Today there is a protest March planned in Tehran despite the warnings of crackdown of that most evil of evil ‘leaders’: Khamenei.
I woke up early, like I have every day this past week, because my heart beats for the struggle in Iran. Today especially my heart, like that of many other compatriots’ and well wishers, beats for Iran, like it has not in so many years.
Ever since the crackdown on women protesters almost thirty years ago, in the aftermath of the Revolution of ’79 in Iran, when they forced Hejab on us and with that single gesture alienated so many of us from what became a completely Islamic revolution, I have not felt so attached, so connected to my people.
The events of the past week, the youtubed courage that we have witnessed has awakened us again this time more than ever. I, for one, have fallen in love all over again with Iran and like a lover obsessed with her be loved I eat, drink, sleep and wake up to the thought of my beloved Iran and her noble people. I, who had lost hope, who had lived in Iran again recently and seen a crass and materialistic side of the people that left me cold, have fallen madly in love again with a people who seem to have shed all their selfish street savvy and cunning, all their bazaari materialism, to sacrifice life and limb for freedom, for the right to have a voice.
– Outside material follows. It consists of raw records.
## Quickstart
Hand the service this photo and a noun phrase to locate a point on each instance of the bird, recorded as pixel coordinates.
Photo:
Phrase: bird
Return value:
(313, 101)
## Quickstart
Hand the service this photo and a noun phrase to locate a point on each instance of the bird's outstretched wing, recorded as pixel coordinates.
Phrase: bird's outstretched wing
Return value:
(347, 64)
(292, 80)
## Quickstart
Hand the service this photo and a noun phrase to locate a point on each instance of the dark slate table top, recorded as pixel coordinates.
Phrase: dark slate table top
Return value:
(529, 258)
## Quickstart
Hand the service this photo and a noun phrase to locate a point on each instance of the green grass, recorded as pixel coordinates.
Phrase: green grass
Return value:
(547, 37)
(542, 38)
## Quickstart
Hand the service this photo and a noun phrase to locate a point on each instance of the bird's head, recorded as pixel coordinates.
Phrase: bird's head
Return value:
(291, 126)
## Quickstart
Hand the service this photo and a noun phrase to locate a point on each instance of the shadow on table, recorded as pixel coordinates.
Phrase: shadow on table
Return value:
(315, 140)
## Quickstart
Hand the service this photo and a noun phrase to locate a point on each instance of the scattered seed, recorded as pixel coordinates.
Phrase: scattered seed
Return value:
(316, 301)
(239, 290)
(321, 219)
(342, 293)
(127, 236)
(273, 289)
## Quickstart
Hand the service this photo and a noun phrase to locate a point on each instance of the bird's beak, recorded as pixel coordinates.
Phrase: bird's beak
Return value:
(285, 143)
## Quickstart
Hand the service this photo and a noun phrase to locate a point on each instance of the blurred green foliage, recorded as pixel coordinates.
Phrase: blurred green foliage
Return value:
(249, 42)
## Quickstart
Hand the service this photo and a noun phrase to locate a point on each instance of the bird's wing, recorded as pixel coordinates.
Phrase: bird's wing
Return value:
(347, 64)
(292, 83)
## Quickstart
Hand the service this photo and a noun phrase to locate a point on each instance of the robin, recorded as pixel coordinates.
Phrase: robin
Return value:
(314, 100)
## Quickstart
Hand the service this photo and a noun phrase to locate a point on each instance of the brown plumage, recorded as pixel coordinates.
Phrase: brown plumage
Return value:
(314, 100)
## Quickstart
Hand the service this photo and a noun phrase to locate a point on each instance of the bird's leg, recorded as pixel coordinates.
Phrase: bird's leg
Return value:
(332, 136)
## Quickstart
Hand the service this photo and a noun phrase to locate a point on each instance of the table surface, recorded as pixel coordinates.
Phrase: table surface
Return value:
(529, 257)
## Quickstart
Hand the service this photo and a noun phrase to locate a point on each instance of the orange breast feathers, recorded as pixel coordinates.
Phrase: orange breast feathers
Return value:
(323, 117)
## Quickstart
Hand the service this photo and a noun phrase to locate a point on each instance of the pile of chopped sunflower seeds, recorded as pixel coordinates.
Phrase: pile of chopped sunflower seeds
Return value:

Images cross my mind like a flikr slide show to the sound of screaming mothers. I see a young man shot in the face, another being beaten to a pulp by basiji thugs, a group of young Kurds hanging from nooses in the middle of a main street. I see a girl kicking a security policeman, kids throwing rocks at gunmen aiming at them, a perfect manicured hand of a young woman holding a rock ready to throw. I see a sea of people, who share my hopes and fears for Iran, walking in their silence on the wide avenues and squares of my beloved, polluted, and over populated Tehran. I see old women in chadors and young women with a new found courage chanting the wishes of my heart even when to do so may mean arrest, beating and death.
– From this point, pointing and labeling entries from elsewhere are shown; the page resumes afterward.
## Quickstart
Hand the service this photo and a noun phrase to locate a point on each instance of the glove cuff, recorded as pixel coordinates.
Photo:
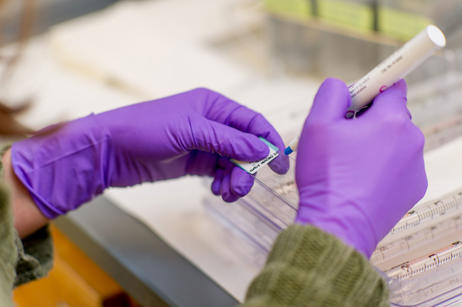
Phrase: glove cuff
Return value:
(65, 168)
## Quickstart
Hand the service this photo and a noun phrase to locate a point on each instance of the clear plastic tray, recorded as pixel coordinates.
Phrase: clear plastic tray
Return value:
(421, 256)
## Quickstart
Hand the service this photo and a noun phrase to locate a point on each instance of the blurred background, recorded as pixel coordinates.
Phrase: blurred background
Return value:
(70, 58)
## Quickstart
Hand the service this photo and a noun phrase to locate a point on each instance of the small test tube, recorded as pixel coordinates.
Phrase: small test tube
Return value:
(390, 71)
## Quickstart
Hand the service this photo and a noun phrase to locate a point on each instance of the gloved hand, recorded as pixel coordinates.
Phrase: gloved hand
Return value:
(357, 178)
(193, 133)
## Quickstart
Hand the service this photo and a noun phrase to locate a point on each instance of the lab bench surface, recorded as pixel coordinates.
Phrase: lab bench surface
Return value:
(147, 268)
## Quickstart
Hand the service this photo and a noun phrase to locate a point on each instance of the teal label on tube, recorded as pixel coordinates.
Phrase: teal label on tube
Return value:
(253, 167)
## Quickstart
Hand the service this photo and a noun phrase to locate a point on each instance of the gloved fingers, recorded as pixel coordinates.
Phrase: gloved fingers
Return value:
(331, 101)
(216, 183)
(391, 104)
(201, 163)
(230, 113)
(213, 137)
(241, 182)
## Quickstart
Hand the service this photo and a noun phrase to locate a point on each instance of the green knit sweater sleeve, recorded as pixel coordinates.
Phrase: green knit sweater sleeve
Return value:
(8, 252)
(20, 260)
(308, 267)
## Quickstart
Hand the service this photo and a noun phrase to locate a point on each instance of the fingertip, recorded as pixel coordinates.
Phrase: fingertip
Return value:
(216, 183)
(225, 190)
(241, 182)
(331, 101)
(281, 164)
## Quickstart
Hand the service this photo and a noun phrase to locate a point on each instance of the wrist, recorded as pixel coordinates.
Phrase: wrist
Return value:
(65, 168)
(26, 215)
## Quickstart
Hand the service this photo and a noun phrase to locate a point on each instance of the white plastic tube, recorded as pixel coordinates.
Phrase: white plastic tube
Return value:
(396, 66)
(390, 71)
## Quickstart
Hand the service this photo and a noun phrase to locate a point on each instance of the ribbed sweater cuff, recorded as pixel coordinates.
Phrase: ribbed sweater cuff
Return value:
(308, 267)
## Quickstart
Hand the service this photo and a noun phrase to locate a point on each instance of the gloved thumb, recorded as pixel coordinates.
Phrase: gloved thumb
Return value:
(390, 103)
(331, 102)
(214, 137)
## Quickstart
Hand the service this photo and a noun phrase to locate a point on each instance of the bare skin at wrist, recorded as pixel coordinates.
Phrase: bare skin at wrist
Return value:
(27, 217)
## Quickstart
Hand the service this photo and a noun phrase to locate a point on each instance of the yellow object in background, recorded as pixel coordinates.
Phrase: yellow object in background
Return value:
(399, 24)
(298, 9)
(356, 16)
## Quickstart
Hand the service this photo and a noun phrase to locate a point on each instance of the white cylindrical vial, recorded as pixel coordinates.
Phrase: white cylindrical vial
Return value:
(395, 67)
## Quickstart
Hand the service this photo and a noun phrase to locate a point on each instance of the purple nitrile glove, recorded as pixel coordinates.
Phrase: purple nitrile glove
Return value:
(193, 133)
(357, 178)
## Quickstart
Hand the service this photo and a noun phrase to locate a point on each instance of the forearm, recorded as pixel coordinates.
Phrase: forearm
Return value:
(27, 217)
(310, 267)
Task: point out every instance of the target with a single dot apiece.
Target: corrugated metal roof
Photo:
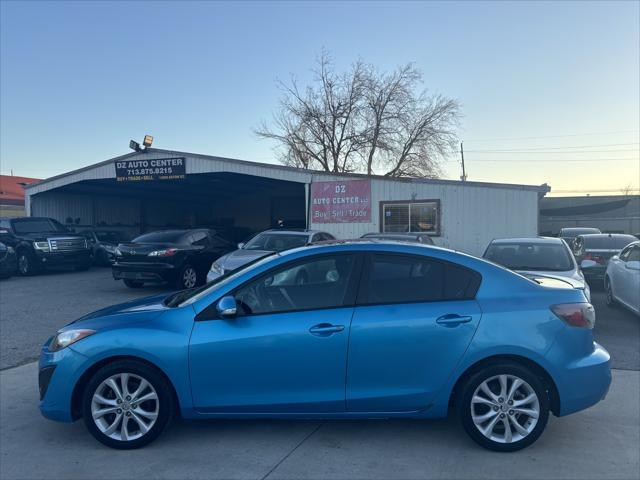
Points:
(292, 173)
And I pray, even though an atheist, I pray that today this all important day, courage and justice is triumphant and that there will be no blood shed. I pray that no mother has to hear bad news, no woman is martyred and no young man beaten or arrested. I pray that these people whom I love, who are risking their lives with incredible courage for me and you, are not harmed and that their silent, persistent message of the basic need for freedom and democracy wins the day.
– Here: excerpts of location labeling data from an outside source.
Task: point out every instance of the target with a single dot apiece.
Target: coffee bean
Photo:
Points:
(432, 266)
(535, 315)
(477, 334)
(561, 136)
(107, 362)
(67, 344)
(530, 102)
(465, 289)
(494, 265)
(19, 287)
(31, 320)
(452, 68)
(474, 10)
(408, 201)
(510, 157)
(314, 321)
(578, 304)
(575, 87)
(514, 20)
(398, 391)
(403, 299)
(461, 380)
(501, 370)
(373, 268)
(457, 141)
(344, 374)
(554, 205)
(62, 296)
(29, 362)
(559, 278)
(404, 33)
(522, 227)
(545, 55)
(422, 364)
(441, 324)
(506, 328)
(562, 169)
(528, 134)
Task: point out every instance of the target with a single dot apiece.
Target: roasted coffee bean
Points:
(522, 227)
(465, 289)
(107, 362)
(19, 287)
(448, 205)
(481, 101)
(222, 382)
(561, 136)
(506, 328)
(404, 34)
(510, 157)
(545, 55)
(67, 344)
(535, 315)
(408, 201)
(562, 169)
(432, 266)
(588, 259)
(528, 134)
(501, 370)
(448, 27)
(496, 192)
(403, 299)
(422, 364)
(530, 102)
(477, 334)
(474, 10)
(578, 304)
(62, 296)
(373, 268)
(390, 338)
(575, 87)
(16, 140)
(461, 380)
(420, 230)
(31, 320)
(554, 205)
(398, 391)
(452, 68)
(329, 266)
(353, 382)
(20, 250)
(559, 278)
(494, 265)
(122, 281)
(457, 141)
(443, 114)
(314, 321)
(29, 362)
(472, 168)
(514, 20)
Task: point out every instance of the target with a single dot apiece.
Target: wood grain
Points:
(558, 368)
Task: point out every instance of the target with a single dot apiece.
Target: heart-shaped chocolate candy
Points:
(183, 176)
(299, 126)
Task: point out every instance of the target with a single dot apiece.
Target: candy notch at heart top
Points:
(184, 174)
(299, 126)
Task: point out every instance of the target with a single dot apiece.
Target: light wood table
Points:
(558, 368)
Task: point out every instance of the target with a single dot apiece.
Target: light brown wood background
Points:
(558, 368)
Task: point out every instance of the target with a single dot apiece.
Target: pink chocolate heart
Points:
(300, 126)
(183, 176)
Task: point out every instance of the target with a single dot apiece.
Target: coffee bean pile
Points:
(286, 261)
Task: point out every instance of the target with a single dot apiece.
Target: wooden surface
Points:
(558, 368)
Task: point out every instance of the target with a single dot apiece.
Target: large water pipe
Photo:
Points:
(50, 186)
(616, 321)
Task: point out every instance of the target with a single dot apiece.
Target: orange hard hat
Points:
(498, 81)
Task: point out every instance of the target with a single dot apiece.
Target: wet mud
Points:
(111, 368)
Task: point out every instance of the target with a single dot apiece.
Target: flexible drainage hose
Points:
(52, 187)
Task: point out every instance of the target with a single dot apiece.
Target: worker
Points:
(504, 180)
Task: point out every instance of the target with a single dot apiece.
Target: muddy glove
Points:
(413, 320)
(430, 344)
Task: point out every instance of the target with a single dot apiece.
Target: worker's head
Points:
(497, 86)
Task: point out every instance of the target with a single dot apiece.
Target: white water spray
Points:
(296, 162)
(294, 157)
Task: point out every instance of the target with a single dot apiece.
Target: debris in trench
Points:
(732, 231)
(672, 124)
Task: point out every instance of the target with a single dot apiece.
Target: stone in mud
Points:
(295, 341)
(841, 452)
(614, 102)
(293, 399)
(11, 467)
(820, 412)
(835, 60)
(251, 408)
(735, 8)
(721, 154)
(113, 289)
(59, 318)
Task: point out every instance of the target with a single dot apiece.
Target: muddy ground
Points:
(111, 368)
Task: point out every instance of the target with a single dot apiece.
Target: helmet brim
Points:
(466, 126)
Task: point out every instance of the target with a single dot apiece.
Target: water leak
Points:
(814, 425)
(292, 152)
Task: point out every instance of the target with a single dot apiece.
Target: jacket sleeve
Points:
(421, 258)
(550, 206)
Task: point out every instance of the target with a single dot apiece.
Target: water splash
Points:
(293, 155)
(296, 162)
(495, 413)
I am going to go and buy the cake for my daughter’s surprise party organized by her friends who have little clue about Iran, in this town so far from my beloved Tehran and Mashad, shaking inside hoping, praying, that this day will be remembered as the day Iranian joined Iranian in one big push for what every nation should possess a simple respect for civic and human rights! My heart beats to the tune of fear and hope, fear and hope for the triumph of this movement. This freedom for my country,this the greatest wish I have ever harbored!